James is not at odds with Paul. “They are not antagonists facing each other with crossed swords; they stand back to back, confronting different foes of the gospel.”  Alexander Ross, “The Epistles of James and John,” The New International Commentary on the New Testament (Grand Rapids: Eerdmans, 1954), 53.
Those who imagine a discrepancy between James and Paul rarely observe that it was Paul who wrote, “Shall we sin because we are not under law but under grace? May it never be!” (Romans 6:15); and “Having been freed from sin, you became slaves of righteousness” (v. 18). Thus Paul condemns the same error James is exposing here. Paul never advocated any concept of dormant faith.
Moreover, James and Paul both echo Jesus’ preaching.

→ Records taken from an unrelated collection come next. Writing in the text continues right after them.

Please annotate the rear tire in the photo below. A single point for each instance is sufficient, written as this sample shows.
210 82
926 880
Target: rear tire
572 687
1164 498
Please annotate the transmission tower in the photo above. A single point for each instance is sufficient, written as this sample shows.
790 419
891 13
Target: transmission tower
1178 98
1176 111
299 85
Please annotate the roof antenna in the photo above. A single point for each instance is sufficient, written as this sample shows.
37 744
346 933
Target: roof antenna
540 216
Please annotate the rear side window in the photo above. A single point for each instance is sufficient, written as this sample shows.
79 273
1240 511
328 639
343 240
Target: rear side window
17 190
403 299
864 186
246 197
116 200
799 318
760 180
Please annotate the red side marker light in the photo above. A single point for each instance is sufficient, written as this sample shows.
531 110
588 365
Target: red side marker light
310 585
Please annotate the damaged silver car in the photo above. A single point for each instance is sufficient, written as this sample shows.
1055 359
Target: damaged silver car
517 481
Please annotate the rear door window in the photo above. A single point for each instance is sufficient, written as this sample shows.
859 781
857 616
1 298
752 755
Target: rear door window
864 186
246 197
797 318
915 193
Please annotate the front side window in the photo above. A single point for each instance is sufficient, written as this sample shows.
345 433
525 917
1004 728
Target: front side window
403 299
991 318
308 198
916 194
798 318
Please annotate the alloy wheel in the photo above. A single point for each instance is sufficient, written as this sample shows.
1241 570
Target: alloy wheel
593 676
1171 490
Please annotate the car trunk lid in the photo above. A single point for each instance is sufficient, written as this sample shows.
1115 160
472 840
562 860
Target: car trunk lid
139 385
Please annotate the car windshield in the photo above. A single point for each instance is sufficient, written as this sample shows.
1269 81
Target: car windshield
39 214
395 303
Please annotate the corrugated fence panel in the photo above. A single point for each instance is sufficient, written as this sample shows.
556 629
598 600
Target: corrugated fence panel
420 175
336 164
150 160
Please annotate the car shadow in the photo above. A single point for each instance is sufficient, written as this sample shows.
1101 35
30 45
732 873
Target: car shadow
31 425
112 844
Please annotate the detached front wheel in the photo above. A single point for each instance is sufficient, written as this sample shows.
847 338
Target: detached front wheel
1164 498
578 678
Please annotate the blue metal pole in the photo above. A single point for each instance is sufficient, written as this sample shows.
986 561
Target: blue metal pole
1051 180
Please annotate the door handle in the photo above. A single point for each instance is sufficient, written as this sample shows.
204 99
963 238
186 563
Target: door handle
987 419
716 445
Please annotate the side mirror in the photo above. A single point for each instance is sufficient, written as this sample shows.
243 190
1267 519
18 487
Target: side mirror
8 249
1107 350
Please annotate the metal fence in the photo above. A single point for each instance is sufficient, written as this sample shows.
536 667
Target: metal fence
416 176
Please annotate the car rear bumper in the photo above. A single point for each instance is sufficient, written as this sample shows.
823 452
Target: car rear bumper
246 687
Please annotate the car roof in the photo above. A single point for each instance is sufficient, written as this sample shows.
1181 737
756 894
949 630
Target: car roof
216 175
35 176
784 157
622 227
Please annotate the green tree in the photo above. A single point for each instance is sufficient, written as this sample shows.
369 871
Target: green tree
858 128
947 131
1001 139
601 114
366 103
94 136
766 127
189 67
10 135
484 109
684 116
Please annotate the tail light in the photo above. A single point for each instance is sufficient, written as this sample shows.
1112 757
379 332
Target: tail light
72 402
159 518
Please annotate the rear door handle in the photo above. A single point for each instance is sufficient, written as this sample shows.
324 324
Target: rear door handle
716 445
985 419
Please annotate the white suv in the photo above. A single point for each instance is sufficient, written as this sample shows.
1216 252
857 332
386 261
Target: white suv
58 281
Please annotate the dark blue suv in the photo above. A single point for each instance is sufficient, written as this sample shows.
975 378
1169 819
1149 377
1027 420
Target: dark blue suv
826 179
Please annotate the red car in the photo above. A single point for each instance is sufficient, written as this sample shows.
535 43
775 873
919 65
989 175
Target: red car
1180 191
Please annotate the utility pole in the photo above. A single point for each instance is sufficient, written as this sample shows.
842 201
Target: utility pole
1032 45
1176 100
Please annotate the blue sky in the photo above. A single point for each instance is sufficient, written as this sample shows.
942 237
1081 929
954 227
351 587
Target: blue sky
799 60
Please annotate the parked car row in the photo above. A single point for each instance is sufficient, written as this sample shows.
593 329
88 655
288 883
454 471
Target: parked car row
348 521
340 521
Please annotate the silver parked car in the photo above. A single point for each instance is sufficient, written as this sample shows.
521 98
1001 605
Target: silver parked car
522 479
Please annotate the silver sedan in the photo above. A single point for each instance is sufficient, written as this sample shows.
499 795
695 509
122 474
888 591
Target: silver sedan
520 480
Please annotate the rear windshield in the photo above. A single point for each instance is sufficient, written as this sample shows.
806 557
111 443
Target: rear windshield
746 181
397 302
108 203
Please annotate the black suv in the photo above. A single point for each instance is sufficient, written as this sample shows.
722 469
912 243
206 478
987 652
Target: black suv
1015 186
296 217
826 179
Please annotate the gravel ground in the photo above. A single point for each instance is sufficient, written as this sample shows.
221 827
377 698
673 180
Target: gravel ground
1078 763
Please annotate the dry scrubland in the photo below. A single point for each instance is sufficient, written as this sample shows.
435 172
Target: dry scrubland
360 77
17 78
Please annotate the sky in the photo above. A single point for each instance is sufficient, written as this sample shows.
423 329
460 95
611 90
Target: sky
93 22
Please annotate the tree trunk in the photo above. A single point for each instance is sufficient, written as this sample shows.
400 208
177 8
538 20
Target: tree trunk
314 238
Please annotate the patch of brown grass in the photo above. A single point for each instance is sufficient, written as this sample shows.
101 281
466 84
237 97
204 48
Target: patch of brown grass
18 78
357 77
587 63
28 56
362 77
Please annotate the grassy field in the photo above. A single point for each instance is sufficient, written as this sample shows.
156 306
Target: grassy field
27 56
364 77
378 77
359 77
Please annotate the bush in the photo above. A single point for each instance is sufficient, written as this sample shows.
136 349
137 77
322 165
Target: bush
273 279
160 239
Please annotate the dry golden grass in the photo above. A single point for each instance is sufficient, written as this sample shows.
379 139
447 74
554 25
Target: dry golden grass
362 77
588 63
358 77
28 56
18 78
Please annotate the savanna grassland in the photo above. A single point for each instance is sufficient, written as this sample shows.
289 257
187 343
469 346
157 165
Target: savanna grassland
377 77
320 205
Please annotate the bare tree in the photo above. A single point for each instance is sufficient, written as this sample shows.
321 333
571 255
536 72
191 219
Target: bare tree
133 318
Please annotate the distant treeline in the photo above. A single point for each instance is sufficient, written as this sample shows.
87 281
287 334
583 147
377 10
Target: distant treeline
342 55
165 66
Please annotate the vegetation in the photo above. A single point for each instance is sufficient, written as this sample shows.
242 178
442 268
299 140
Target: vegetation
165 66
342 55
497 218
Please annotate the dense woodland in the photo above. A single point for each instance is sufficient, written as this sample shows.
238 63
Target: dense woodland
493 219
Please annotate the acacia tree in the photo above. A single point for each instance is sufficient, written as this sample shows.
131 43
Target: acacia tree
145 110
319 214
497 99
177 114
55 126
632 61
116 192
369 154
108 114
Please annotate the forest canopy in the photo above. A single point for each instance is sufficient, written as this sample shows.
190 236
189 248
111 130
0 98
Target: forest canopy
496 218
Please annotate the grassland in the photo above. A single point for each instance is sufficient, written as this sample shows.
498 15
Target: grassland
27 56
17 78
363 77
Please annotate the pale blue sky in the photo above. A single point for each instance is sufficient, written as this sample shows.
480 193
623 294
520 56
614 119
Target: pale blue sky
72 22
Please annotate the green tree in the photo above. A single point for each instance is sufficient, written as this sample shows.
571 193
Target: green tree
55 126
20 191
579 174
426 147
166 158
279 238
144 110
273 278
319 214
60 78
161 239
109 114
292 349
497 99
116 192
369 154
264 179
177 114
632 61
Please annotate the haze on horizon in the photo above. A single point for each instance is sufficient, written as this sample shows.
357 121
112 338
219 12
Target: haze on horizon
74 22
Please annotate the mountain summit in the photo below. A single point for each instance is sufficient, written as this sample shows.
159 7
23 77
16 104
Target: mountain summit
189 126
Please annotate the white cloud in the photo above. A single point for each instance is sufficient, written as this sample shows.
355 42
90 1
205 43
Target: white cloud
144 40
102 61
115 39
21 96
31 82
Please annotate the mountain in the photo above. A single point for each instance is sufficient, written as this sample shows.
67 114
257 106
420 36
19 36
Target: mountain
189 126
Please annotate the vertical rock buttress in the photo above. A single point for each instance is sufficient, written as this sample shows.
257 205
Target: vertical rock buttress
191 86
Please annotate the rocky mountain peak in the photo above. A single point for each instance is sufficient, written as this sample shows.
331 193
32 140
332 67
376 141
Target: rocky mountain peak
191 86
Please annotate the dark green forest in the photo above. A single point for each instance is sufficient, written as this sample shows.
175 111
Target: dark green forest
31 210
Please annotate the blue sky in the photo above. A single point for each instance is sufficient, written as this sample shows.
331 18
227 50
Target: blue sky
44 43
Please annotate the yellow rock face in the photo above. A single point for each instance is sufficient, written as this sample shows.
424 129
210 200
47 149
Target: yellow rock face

Paul’s emphasis resounds with the spirit of Matthew 5:3: “Blessed are the poor in spirit, for theirs is the kingdom of heaven.” James’s teaching has the ring of Matthew 7:21: “Not everyone who says to Me, ‘Lord, Lord,’ will enter the kingdom of heaven; but he who does the will of My Father who is in heaven.” Paul represents the beginning of the Sermon on the Mount; James the end of it. Paul declares that we are saved by faith without the deeds of the law. James declares that we are saved by faith, which shows itself in works. Both James and Paul view good works as the proof of faith—not the path to salvation.
James could not be more explicit. He is confronting the concept of a passive, false “faith,” which is devoid of the fruits of salvation. He is not arguing for works in addition to or apart from faith. He is showing why and how true, living faith always works. He is fighting against dead orthodoxy and its tendency to abuse grace.
The error James assails closely parallels the teaching of no-lordship salvation. It is faith without works; justification without sanctification; salvation without new life.
Again, James echoes the Master Himself, who insisted on a theology of lordship that involved obedience, not lip-service. Jesus chided the disobedient ones who had attached themselves to Him in name only: “Why do you call Me, ‘Lord, Lord,’ and do not do what I say?” (Luke 6:46). Verbal allegiance, He said, will get no one to heaven (Matthew 7:21).
That is in perfect harmony with James: “Prove yourselves doers of the word, and not merely hearers who delude themselves” (1:22); for “faith, if it has no works, is dead, being by itself” (2:17).